Lors de la conférence, il a été également question de la situation agricole 2020/2021. En effet, Salifou Ouédraogo a jugé bonne la campagne agricole dans les régions de la Boucle du Mouhoun, Centre-Est, Plateau central, Centre-Sud, Sahel, des Hauts-Bassins et passable dans les régions des Cascades, de l’Est, Centre-Ouest, Centre, Centre-Nord, Nord et du Sud-Ouest.

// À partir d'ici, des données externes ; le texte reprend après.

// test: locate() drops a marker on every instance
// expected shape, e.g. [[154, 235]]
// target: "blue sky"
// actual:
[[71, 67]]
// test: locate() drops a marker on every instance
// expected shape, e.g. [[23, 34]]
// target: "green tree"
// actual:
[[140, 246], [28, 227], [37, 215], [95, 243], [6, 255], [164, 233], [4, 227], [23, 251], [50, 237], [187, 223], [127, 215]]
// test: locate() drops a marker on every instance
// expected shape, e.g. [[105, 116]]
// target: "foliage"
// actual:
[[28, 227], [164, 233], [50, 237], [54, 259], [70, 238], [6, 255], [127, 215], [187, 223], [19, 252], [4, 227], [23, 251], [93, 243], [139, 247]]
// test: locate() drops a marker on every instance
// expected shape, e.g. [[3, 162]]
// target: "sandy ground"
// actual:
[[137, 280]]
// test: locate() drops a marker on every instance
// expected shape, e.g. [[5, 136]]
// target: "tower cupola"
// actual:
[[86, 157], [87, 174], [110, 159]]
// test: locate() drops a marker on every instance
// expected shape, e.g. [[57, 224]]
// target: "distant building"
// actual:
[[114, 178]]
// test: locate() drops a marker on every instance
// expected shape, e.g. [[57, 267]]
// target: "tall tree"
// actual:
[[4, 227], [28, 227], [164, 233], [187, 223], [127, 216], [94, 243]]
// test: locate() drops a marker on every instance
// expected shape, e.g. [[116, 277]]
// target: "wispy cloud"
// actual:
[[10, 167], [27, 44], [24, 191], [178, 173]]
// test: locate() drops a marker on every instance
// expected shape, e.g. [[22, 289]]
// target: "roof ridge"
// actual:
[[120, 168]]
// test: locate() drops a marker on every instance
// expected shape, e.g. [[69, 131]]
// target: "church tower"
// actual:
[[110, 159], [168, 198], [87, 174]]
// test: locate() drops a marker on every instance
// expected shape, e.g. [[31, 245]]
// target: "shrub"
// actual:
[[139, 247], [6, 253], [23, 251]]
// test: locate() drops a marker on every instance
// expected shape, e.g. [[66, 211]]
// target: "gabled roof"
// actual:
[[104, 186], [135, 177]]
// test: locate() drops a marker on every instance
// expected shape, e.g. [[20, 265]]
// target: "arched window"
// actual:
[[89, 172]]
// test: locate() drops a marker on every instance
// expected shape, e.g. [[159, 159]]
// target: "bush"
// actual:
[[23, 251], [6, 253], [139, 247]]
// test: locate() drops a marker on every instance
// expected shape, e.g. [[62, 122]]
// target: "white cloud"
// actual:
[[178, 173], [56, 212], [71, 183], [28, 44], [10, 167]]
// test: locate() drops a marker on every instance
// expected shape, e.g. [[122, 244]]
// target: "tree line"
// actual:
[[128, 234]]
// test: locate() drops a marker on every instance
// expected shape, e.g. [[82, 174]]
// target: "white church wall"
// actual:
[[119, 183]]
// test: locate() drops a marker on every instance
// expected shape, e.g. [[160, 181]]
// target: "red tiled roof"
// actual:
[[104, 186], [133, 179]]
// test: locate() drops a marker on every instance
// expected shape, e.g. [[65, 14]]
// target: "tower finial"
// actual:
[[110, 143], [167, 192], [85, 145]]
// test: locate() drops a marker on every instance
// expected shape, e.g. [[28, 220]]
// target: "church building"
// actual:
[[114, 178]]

Dans le but d’aider les acteurs du monde agricole à atteindre les objectifs de production de la campagne agricole, a poursuivi le patron du département de l’agriculture, le ministère a mis à la disposition des producteurs 39 000 tonnes d’engrais minéraux à prix subventionné, 12 300 tonnes de semences améliorées, 109 tracteurs équipés, 114 motoculteurs avec accessoires, plus de 5000 équipements à traction animale et plus de 1000 animaux de trait.

Pour l’atteinte de la vision du développement durable, c’est-à-dire une agriculture moderne, le ministère a pris des initiatives. Le ministre Ouédraogo a noté entre autres initiatives, «Produire un million de tonnes de riz paddy, d’ici à 2021, assurer à chaque enfant en âge scolaire au moins un repas équilibré par jour».